Back before the pandemic, my second kid and my wife attended the Utah Shakespeare Festival together (the rest of us were on a camping trip, and that’s how it worked out…) They saw Every Brilliant Thing, and recommended it. When it turned out that The Empty Space was going to do it, my eldest and I decided to go see it.
The play is a bit unusual both in presentation and in origin. According to co-writer Duncan McMillan, its genesis was in the “brilliant things” list, which was developed before there was any sort of a plot to go with it. After a few ideas that never quite fit, McMillan and Jonny Donohoe decided to combine it with an idea for a monologue about suicide, and it clicked.
Every Brilliant Thing is a one-man show, but with significant audience participation. As such, I think it plays best in a smaller venue - hey, a venue like The Empty Space! The single actor acts with a minimal set (or none, in the case of this production), props mostly borrowed from the audience, and nothing that could be really called a costume. He tells the story of a young boy, and later man, who grows up with a suicidal mother, and struggles with his own depression. It sounds like a real downer, but it isn’t.
The counterpart to the darkness of the subject matter is the list. The list the young boy starts of every brilliant thing about life that makes it worth living, starting with “ice cream.” He makes the list for his mother, but she never really responds to it. Later, it is accidentally discovered by the girl he is dating, and she sees a side of him that she didn’t know existed. She helps him add to the list.
The problem is, he has never really dealt with his own trauma, and eventually depression comes for him as well. This leads to the breakup of his marriage, and some really dark days. When he finally, with the help of therapy and some great people in his life, emerges on the other side with some hope of reconciliation.
And then his mother finally does take her own life. The aftermath of this is both devastating and hopeful. We are left with a list of brilliant things that make life worth living that has now reached a million items, through the help of everyone in the protagonist’s life.
The list itself starts out with the obvious little boy things, but progresses toward ever more whimsical and “adult” ideas.

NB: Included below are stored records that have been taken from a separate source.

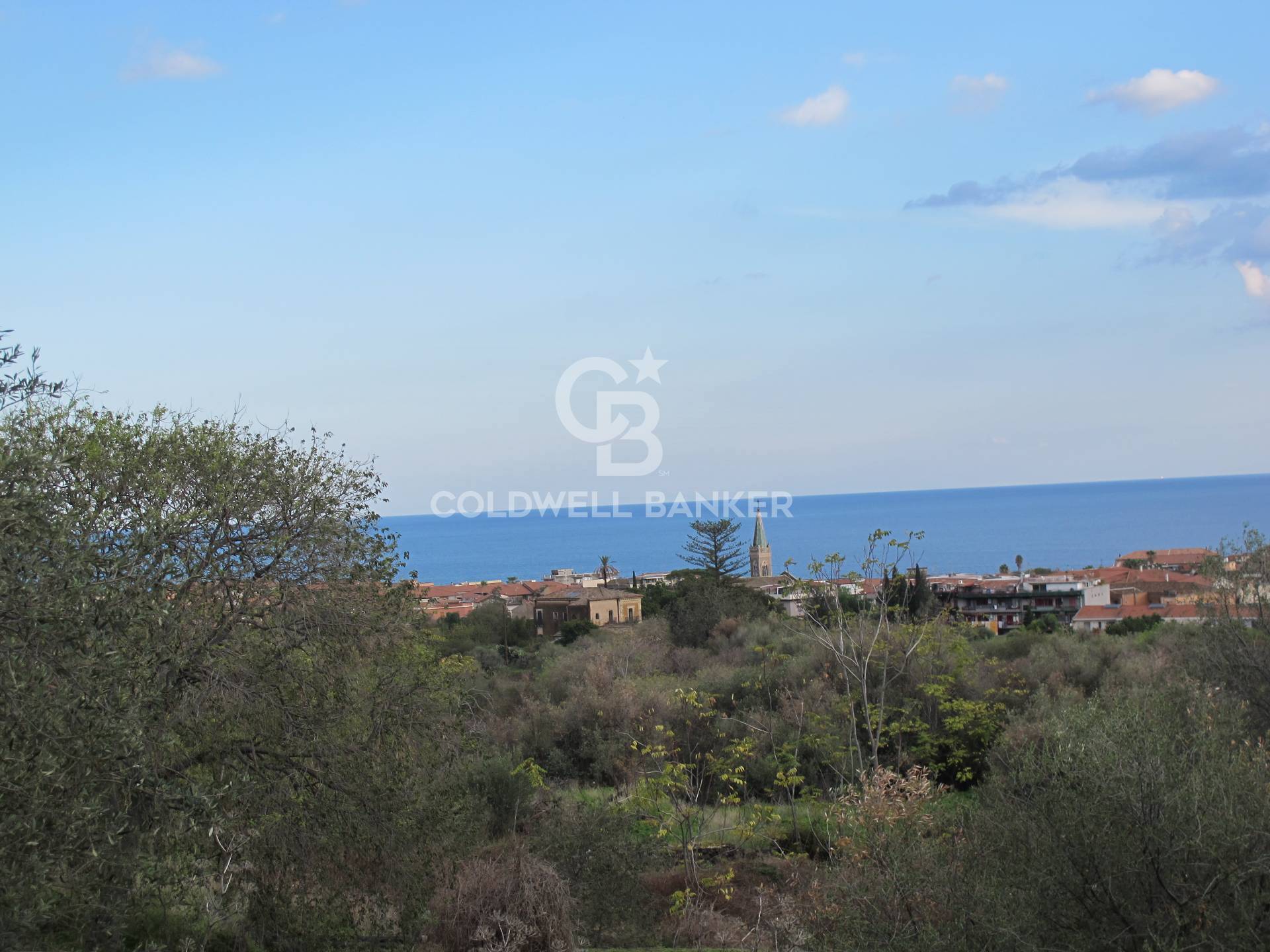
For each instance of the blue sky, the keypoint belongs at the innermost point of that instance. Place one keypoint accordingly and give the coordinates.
(878, 248)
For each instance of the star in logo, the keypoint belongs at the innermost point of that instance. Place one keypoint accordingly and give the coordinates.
(648, 367)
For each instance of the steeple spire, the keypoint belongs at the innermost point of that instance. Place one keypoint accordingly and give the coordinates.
(760, 553)
(760, 535)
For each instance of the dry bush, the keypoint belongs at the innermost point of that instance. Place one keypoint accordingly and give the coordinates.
(704, 927)
(505, 902)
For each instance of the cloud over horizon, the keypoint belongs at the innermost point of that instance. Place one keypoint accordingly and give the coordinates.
(978, 95)
(165, 63)
(1255, 281)
(1232, 163)
(1159, 91)
(1201, 193)
(822, 110)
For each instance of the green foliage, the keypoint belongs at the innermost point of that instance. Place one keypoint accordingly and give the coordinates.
(573, 630)
(1141, 815)
(1134, 626)
(215, 703)
(599, 851)
(713, 547)
(489, 626)
(701, 603)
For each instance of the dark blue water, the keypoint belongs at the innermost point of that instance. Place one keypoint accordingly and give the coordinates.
(967, 530)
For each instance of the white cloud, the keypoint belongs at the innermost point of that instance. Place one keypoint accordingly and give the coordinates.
(1256, 282)
(1071, 204)
(1159, 91)
(161, 61)
(822, 110)
(977, 95)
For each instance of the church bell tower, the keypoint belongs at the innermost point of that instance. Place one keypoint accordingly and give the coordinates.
(760, 553)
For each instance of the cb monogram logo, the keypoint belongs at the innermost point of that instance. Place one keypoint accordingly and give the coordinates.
(615, 427)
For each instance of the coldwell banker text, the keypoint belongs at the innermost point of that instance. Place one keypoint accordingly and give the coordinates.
(589, 504)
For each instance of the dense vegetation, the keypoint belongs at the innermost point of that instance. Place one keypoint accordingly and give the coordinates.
(225, 727)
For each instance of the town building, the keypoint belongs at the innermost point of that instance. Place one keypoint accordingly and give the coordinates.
(1179, 560)
(601, 606)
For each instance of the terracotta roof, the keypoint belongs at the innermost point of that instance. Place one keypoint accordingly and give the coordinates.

The audience members are handed numbered items that they read when prompted by the actor. (Mine was 200,000 something - “That feeling of calm you get when you find yourself in an untenable situation but realize there is nothing you can do about it.” More or less - I am not sure I have the wording exactly correct, but the idea is there…)
In addition to reading these items throughout the play, several members of the audience are asked to play roles - the character’s dad, his school counselor, a couple of professors, his girlfriend. They are either given prompts, short written lines, or in the case of the wedding speech, expected to improvise. Again, this works so much better in a small venue, particularly when it has a lot of theater die-hards there.

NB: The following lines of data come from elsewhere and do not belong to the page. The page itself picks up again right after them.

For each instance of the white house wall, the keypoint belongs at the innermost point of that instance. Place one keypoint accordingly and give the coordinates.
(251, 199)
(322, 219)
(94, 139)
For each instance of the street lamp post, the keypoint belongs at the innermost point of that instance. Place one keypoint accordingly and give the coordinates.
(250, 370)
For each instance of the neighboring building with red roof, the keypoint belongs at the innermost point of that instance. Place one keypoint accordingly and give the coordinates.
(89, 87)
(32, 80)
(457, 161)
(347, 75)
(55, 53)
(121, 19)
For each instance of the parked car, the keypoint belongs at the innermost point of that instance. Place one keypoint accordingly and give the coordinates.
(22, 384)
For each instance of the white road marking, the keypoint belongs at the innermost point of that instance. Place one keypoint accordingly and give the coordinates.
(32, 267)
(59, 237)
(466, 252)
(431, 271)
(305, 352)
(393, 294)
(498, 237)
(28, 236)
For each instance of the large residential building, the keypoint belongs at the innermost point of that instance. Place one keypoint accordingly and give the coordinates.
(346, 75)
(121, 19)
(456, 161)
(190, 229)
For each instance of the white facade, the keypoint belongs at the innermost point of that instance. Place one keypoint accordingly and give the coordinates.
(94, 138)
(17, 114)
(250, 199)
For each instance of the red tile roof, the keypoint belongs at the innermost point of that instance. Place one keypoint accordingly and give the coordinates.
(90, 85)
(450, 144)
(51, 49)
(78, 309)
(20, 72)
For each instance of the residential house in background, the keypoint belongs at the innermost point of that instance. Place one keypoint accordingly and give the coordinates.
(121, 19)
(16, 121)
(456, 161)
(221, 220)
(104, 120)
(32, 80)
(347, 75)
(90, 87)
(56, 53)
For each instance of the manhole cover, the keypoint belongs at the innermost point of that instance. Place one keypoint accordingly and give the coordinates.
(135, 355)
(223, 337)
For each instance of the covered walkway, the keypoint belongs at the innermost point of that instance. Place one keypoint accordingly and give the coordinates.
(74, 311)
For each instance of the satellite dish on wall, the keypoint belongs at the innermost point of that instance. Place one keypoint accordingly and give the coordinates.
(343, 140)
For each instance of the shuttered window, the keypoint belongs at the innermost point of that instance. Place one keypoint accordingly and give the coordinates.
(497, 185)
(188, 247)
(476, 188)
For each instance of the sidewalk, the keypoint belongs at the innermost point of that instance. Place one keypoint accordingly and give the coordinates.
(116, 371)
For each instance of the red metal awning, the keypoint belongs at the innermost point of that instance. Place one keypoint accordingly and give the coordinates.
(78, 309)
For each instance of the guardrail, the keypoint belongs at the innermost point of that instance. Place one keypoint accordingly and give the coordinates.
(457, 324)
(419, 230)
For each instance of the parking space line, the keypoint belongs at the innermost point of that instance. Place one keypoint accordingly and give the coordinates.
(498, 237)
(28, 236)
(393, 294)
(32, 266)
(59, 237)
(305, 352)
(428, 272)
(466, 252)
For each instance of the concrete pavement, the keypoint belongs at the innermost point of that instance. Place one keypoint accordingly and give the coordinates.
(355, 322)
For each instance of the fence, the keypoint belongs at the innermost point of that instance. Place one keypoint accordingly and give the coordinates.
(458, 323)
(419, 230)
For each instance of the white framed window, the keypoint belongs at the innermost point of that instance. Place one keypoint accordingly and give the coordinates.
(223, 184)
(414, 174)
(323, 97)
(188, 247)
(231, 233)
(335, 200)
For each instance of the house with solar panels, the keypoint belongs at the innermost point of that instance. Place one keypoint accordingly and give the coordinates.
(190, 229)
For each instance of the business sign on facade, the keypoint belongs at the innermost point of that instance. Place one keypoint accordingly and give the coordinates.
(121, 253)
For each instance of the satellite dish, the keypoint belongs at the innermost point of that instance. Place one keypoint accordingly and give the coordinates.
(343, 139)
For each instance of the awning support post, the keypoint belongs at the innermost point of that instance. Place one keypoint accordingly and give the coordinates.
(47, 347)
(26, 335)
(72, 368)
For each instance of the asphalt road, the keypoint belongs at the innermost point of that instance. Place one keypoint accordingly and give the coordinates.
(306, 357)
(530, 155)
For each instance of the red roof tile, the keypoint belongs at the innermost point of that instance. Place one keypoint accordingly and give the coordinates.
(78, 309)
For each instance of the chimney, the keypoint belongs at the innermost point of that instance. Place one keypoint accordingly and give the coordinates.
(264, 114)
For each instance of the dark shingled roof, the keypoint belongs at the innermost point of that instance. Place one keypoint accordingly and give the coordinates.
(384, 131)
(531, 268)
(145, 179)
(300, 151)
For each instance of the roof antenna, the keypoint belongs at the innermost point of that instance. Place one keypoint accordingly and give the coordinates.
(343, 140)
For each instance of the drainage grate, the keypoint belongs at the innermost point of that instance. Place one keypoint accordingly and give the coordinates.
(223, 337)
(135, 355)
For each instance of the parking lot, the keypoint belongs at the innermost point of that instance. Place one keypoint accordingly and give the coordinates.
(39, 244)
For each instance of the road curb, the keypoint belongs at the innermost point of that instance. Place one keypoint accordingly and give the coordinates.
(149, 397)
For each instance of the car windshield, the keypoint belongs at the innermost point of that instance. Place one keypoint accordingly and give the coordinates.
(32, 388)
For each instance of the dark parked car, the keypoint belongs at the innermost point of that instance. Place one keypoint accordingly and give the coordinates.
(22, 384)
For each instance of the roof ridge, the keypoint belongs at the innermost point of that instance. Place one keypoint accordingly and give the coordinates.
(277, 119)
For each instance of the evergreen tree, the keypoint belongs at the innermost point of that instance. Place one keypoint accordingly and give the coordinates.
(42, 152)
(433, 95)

The actor in this production was Dakota Nash, who has been in a number of things since we first saw him at CSUB in the role of Pippin. He was truly outstanding in Every Brilliant Thing. His performance of a story that wasn’t autobiographical felt real and raw and genuine. Never overblown, never overacted. It was the kind of self-contained realism that you would expect from a kid who survived trauma by not letting his emotions show too much, and had to learn to feel again. He also connected well with the audience, making us a part of things not as props but as part of a bigger story.
The Empty Space did what it does best, with their low-budget-high-artistic-value approach. Extra chairs were placed in the central stage area, leaving about a 6 by 10 “stage” for the acting. Music was a combination of Motown and old jazz stuff, in keeping with the musical tastes of the protagonist’s dad. Before the show, Dakota and producer Bethany Lahammer greeted the audience and explained the participation to come, and also handed out swag from NAMI Kern County. It all came together for an enjoyable but thought-provoking.
Ultimately, I doubt there is a single person on this planet whose life has not been affected by suicide. Most of us knew someone who succumbed to depression and other mental illness. We have seen the devastating effects of depression in our loved ones, and probably had at least some episodes of it ourselves, at least at times of great stress or grief or trauma. We are human, and we are fragile.
This play doesn’t candy coat things, but it also doesn’t give into to hopelessness. No, we can’t save everyone, but we can try. And we can hang on to those “brilliant things,” because really, life is an amazing miracle, even in all its tragedy and messiness and even - especially perhaps - in the face of our inevitable mortality. As Terry Pratchett (one item on my own “brilliant things” list) put it:
“It is said that your life flashes before your eyes just before you die. That is true, it's called Life.”